Alberto Manguel, que na juventude leu livros para um cego ilustre -Jorge Luis Borges-, também fala da dificuldade de alguns escritores de serem leitores de si próprios. É assim com o peruano Mario Vargas Llosa, sobre quem se debruça no texto "O Fotógrafo Cego", de "No Bosque do Espelho", ou o próprio Borges.
"Borges foi criticado com razão, disse coisas espantosas, idiotas, racistas, sexistas. E escreveu sua obra. Quase diria que não tem nada a ver, mas tem a ver, naturalmente. Esse é o paradoxo e é quase mais maravilhoso que, de uma pessoa com preconceitos, inclusive com sentimentos quase anti-humanistas, saia uma obra que os contradiga", diz Manguel.
"A musa parece escolher com critérios muito estranhos", continua. "Como criadores, há um processo mágico que não leva em conta as qualidades do ser humano. Há pessoas encantadoras que são maus poetas. E há gente atroz que faz maravilhosa poesia. Vargas Llosa é um grande escritor, mas é uma personalidade corrupta e cheia de preconceitos."
Em seu último livro lançado no Brasil, o escritor reivindica para as pessoas comuns a leitura das imagens, em geral, diz, restrita pela sociedade aos críticos e aos guias dos museus. Na obra, discorre sobre aspectos da produção artística de diversos nomes, desde Aleijadinho até Picasso; de van Gogh a Caravaggio. Sem necessariamente se deter apenas neles e traçando um panorama amplo sobre a arte ocidental.

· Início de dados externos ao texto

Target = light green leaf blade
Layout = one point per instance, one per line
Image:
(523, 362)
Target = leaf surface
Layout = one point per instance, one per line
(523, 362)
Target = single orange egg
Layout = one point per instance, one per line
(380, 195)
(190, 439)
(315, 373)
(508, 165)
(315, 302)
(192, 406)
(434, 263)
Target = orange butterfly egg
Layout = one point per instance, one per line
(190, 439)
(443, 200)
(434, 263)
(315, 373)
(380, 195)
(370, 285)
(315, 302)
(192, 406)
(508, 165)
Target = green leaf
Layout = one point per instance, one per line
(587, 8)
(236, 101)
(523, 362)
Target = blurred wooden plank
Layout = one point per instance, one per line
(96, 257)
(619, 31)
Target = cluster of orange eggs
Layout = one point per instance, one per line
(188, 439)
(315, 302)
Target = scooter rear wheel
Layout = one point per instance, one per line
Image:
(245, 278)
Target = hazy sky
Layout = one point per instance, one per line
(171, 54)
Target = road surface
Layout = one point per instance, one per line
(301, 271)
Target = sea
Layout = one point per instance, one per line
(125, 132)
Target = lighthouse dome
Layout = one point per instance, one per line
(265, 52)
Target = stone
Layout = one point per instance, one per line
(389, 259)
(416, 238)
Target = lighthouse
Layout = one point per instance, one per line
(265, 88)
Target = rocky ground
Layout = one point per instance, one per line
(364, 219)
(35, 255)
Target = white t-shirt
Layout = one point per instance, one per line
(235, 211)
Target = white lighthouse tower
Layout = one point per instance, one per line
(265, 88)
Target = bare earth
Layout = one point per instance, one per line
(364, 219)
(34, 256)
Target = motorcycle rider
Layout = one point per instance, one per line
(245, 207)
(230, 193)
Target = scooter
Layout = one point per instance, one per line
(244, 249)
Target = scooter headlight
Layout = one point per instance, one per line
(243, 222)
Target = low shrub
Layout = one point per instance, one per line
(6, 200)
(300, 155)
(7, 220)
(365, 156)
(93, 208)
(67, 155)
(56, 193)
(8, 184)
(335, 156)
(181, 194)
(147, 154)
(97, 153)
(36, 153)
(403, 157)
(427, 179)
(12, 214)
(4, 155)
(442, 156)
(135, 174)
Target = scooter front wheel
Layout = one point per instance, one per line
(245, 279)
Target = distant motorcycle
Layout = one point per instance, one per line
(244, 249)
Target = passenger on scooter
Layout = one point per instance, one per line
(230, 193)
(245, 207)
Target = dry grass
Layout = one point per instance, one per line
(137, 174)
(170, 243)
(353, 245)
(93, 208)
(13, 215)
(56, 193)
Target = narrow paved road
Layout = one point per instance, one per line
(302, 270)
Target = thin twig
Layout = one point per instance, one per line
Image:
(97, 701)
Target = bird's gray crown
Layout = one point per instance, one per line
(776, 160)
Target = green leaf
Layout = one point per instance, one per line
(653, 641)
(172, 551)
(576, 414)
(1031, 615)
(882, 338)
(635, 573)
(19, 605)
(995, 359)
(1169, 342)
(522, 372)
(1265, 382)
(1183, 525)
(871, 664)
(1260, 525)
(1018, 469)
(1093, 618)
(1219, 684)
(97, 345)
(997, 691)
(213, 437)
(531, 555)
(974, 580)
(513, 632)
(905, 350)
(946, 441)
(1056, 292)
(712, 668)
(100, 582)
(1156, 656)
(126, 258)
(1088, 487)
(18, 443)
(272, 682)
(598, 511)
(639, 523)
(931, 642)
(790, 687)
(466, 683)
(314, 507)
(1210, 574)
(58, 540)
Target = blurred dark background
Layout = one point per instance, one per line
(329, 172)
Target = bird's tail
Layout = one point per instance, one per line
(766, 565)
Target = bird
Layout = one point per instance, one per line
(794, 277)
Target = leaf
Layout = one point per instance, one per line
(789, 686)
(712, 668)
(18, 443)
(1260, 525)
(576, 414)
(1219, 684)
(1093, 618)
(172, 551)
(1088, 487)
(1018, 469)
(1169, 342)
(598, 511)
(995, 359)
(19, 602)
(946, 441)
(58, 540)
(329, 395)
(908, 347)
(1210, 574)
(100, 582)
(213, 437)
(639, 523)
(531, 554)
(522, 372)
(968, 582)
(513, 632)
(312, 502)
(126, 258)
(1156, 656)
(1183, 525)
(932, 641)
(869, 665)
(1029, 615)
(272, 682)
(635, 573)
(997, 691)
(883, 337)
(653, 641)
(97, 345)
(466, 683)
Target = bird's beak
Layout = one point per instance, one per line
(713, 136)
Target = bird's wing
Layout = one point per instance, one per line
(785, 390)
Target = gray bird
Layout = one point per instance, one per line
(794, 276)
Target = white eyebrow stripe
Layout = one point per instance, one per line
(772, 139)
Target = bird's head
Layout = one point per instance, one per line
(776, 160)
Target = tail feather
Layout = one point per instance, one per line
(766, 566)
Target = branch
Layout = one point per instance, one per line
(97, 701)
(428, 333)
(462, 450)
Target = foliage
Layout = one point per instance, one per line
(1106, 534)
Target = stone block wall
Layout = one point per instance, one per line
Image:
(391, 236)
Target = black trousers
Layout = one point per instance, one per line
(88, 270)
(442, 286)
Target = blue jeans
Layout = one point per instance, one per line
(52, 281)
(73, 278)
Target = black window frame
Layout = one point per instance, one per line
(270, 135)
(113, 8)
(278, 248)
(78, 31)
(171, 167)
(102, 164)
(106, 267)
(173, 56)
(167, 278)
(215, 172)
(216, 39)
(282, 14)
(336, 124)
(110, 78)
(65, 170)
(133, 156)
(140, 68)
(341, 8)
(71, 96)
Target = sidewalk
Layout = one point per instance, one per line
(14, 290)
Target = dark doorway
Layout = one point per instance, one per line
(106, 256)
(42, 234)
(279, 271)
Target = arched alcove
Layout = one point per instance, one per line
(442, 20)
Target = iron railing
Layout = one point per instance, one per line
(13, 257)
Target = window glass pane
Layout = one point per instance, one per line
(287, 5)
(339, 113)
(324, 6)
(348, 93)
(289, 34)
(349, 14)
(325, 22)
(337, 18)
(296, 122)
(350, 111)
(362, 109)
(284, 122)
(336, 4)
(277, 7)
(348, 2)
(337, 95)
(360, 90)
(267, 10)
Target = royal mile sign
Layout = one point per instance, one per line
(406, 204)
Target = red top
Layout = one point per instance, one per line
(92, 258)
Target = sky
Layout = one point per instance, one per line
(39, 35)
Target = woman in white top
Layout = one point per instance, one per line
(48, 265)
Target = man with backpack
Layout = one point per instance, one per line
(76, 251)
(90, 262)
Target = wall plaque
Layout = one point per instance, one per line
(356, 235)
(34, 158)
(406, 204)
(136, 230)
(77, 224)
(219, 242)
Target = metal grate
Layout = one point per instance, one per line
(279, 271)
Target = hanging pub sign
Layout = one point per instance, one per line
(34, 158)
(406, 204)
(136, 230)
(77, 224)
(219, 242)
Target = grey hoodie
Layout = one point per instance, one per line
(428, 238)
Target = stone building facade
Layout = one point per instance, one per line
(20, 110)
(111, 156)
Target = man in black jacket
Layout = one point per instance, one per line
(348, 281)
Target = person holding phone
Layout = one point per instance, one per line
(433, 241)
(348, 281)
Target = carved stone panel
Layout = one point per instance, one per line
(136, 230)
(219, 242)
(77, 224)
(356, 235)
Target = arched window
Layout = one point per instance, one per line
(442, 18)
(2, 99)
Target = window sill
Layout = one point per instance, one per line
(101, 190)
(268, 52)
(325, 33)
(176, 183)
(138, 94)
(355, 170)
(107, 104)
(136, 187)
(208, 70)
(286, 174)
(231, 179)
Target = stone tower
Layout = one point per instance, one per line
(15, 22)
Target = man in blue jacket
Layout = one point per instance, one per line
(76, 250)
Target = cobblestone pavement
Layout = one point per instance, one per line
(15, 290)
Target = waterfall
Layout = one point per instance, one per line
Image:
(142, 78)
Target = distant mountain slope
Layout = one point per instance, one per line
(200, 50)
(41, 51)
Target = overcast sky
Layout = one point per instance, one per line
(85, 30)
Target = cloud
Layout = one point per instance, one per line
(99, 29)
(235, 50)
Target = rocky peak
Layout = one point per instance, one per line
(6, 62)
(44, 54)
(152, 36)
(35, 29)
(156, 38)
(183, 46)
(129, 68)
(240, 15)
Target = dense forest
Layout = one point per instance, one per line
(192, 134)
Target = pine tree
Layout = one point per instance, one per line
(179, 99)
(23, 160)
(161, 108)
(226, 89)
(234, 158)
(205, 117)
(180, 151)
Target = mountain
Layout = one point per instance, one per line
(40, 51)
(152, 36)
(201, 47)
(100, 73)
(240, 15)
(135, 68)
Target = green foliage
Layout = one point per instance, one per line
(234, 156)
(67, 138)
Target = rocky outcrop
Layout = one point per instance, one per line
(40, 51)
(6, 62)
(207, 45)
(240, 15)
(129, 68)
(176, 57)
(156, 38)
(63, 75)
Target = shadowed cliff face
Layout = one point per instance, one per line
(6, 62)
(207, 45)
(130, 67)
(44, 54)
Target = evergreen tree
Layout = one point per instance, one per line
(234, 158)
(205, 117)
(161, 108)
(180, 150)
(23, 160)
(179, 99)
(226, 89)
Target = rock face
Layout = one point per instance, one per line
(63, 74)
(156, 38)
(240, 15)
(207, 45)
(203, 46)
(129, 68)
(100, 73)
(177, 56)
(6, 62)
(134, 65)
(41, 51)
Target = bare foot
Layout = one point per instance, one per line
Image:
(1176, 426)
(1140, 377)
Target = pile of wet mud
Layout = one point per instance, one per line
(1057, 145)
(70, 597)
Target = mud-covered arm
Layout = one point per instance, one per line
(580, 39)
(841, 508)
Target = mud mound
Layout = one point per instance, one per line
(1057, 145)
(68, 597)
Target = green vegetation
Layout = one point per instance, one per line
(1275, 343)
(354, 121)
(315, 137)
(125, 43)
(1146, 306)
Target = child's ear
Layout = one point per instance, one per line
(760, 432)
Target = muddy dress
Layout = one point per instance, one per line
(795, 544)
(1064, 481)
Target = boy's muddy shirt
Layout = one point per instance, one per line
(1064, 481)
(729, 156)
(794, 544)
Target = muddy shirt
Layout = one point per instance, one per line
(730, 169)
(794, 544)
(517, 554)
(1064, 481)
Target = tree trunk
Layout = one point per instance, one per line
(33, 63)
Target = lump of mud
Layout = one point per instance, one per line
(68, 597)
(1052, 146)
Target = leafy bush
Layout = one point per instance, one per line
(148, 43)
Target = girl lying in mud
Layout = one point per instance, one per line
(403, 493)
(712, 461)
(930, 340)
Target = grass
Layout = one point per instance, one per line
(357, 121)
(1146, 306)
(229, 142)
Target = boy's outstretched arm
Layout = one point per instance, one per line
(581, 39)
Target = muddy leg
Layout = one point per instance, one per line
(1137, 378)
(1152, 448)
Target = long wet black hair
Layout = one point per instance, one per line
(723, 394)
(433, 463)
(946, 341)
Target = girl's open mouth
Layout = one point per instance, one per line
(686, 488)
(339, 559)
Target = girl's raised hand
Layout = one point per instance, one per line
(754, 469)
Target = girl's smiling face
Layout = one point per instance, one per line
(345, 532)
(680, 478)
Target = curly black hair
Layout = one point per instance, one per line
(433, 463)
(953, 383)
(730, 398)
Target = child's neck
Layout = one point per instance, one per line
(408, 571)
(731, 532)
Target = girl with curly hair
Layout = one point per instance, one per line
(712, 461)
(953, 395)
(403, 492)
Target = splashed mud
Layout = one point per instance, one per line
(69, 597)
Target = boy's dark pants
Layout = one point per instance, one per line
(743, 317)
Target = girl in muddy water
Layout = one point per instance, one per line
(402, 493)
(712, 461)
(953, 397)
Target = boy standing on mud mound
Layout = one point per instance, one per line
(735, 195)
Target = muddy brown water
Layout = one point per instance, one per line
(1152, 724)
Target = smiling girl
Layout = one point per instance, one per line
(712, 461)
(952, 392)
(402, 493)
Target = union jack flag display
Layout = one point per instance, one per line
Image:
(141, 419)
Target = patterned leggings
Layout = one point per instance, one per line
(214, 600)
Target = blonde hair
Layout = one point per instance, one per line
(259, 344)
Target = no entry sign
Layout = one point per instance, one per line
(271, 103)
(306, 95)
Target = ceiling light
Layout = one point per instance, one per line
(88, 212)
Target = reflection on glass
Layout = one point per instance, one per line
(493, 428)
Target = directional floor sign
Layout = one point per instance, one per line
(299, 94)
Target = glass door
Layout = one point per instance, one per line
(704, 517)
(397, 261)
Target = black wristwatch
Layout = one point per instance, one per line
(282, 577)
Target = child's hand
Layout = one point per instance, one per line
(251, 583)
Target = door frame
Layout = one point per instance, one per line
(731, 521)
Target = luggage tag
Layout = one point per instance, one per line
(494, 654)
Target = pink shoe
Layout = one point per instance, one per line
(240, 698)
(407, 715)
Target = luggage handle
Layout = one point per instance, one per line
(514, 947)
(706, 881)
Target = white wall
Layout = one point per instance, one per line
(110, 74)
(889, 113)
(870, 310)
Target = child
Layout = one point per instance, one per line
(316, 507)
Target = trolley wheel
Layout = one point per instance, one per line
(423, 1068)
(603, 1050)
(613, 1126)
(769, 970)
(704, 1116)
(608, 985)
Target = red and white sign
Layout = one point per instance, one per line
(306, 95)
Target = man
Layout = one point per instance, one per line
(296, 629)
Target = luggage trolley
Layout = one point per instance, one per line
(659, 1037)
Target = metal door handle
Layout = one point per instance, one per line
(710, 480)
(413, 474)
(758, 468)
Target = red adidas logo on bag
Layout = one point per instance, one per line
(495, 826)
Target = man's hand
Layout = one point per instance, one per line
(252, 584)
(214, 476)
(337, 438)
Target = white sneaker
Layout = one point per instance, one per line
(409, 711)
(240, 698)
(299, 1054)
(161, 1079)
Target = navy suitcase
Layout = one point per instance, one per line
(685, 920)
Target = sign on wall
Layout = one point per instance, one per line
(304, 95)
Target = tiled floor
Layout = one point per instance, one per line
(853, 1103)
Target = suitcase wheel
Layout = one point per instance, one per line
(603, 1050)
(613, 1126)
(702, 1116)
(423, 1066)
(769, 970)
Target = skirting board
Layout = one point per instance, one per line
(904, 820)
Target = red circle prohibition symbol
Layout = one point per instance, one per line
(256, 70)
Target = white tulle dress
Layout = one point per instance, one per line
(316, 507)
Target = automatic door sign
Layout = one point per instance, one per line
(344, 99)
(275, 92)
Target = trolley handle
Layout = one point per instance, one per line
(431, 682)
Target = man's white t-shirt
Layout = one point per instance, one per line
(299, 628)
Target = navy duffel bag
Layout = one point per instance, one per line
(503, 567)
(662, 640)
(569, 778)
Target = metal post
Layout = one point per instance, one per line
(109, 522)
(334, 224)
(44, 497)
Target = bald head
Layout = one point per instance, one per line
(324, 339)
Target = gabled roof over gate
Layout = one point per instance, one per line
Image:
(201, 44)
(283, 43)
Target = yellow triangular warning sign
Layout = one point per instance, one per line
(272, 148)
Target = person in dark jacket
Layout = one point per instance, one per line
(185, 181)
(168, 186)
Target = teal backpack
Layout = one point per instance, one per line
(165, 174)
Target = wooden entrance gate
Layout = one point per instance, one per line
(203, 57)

Mas tanta interpretação não prejudica o desfrute da imagem? Manguel responde: "Se prejudica, não faça. Isso não é uma obrigação. É importante não sacralizar nem a imagem nem o texto. A imagem é uma reação química sobre o papel, uma tinta sobre uma tela ou um pedaço de madeira da qual lhe tiraram pedaços. O resto depende de nós".


LENDO IMAGENS. Reading Pictures: A History of Love and Hate. De Alberto Manguel. Tradução de Rubens Figueiredo, Rosaura Eichemberg e Cláudia Strauch. Companhia das Letras (r. Bandeira Paulista, 702, cj. 32, SP, tel. 0/ xx/11/3846-0801, www.companhiadasletras.com.br). 362 págs. R$ 42.